I’ve been meaning to write about a recent preprint of Kobayashi and Rieck  that improves a result of Saul Schleimer’s . Saul showed that for every 3-manifold, there is a value k such that every Heegaard splitting for that manifold of genus greater than k has the disjoint curve property (i.e. Hempel distance at most 2). Schleimer’s bound is an exponential function in terms of the number of tetrahedra in a minimal triangulation for the 3-manifold. Kobayashi and Rieck have improved the bound to a linear function of the number of tetrahedra.
These results are most interesting in the context of Tao Li’s work   on branched surfaces and Heegaard splittings. Li showed (roughly) that every 3-manifold has a finite family of Heegaard splittings such that every irreducible Heegaard splitting for the manifold comes from Haken summing a surface from this finite family with a collection of incompressible surfaces. Combinging this with Schleimer’s result implies that in an atoroidal 3-manifold there are finitely many high distance splittings. The splittings that come from repeated Haken summing (and therefore have high genus) must all have the disjoint curve property. This suggests that there is a sort of fundamental distinction between the finitely many high distance splittings and the possibly infinitley many low distance ones.
Both Schleimer’s proof and Kobayahsi-Rieck’s proof use normal surface theory. Recall that a surface in a 3-manifold is normal with respect to a given triangulation if it intersects each tetrahedron in a collection of (normal) triangles and quadrelaterals. A surface is almost normal if it intersects each tetrahedron in a collection of triangles and quadrelaterals plus its intersection with exactly one tetrahedron also contains an octagon or an annulus whose boundary loops each intersect three or four edges.

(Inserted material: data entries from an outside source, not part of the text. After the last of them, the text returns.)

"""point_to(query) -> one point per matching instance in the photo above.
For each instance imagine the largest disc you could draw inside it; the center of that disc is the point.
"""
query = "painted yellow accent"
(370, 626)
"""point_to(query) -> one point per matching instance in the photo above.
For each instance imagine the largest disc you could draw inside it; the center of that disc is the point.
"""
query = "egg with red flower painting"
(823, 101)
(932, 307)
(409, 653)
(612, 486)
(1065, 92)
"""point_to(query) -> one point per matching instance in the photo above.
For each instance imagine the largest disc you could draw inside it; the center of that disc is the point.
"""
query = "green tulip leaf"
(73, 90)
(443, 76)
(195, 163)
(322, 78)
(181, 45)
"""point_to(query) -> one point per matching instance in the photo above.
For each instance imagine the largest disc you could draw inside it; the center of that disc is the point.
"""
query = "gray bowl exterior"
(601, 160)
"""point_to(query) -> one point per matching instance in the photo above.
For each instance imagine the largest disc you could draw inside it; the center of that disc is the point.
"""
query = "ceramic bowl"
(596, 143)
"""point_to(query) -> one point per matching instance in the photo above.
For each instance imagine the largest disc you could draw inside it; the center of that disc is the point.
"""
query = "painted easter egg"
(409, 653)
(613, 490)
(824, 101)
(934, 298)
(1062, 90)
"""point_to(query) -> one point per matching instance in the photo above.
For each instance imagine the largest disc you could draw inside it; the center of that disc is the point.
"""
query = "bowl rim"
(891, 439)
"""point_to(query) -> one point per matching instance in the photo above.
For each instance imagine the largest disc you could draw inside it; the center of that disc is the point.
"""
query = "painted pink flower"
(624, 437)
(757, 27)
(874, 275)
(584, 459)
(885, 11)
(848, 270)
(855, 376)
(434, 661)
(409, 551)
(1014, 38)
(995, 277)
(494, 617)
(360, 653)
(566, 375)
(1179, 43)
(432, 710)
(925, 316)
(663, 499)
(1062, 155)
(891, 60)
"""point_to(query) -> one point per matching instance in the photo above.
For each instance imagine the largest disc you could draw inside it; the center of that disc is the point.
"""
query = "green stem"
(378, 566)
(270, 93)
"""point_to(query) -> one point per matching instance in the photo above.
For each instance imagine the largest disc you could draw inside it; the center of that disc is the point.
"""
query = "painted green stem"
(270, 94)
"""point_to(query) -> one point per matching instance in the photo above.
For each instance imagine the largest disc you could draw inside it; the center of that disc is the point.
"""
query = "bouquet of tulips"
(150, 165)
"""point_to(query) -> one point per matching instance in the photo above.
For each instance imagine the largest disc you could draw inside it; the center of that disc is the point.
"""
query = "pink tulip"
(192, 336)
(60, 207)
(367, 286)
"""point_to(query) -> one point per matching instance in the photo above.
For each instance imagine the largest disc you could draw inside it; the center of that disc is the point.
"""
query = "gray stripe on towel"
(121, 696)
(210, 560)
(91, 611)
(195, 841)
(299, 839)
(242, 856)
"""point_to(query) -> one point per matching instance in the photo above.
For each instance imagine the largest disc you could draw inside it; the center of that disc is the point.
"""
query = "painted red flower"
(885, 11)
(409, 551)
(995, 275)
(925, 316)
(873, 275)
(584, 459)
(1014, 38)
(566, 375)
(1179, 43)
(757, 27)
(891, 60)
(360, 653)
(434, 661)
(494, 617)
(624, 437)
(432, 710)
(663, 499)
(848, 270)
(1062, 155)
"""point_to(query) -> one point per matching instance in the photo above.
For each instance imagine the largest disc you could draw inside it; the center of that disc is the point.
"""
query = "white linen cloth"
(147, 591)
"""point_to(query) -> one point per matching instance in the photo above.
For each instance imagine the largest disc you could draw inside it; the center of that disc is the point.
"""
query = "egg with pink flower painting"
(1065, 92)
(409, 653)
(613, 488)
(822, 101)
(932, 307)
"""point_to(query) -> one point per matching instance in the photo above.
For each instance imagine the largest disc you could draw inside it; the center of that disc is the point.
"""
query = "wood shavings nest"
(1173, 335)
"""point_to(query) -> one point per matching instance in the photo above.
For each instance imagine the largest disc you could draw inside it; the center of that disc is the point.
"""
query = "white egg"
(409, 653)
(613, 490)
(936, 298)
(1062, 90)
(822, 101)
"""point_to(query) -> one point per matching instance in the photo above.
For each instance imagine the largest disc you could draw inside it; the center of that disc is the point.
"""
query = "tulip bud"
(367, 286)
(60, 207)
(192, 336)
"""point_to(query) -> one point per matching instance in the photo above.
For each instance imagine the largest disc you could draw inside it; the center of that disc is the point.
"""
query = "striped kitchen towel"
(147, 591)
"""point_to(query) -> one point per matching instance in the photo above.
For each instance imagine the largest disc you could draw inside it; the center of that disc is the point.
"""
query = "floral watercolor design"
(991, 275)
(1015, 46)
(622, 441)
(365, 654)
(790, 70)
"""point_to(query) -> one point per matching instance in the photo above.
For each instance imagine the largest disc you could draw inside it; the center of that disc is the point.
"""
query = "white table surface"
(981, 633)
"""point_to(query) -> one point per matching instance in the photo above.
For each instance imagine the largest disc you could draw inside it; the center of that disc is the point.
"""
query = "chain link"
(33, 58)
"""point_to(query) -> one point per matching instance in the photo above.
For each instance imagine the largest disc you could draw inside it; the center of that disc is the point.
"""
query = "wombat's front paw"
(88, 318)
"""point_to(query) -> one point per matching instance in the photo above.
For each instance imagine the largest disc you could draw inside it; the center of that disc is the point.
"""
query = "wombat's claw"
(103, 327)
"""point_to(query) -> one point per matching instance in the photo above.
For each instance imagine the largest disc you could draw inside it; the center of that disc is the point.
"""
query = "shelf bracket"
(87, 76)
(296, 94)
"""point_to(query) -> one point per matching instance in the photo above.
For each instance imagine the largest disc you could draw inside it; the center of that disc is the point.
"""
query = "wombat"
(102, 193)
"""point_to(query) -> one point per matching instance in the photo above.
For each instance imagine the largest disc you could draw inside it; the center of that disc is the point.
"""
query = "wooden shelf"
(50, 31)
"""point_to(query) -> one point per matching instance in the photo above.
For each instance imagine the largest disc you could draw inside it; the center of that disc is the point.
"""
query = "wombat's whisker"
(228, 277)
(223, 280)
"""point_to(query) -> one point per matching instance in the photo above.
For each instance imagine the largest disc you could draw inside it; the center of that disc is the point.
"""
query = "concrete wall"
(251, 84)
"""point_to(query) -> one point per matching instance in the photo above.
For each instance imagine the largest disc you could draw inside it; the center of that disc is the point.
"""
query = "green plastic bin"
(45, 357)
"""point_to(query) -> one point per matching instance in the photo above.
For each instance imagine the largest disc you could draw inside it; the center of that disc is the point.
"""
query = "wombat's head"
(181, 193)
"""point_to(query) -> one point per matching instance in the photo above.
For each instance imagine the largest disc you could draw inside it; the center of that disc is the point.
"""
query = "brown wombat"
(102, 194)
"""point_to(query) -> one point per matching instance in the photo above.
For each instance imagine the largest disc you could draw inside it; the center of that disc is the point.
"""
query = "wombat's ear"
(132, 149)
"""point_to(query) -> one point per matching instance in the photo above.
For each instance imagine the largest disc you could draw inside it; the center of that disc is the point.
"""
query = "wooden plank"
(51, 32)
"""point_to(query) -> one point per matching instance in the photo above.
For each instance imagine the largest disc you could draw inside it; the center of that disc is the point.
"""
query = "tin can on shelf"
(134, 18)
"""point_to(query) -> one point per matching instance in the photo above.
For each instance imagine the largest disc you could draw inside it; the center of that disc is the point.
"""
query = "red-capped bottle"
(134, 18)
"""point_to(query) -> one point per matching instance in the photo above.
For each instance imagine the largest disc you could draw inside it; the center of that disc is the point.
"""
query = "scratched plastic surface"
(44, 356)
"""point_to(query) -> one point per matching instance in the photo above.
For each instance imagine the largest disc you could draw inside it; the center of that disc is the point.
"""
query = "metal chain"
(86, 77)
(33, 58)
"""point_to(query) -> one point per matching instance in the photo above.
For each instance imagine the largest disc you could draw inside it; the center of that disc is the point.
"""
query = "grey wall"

Notice that there are two types of almost normal surfaces: those with octagon pieces and those with annulus pieces. If you will allow me to descend into sheer speculation, I’d like to suggest that there should be some sort of connection between the octagon/annulus dichotomy and the high distance/low distance dichotomy.
This speculation is motivated by the fact that in a tube almost normal surface, compressing along the tube produces a normal surface that bounds a handlebody on one side. If this handlebody is not a regular neighborhood of a subcomplex of the triangulation then the normal structure on the surface induces a two dimensional spine for the handlebody that has no order one edges. This two dimensional complex is homtotopy equivalent to a graph, but it is not collapsible so it’s a higher genus version of something like the house with two rooms. In a reasonable triangulation, one would hope to be able to avoid this sort of pathological behavior. (Note that for an octagon normal surface, the induced spines on both handlebodies have order one edges, so they could easily be collapsible onto graphs.)
I don’t know enough about normal surfaces to suggest a specific conjecture or question that would sum up what I’m trying to get at. I think it’s very unlikely that every octagon normal surface has the disjoint curve property and I know that every tube almost normal surface will not have high distance. I will thus leave it as a vague suggestion that there should be a more subtle connection lurking just in the background of all this normal surface/Hempel distance business.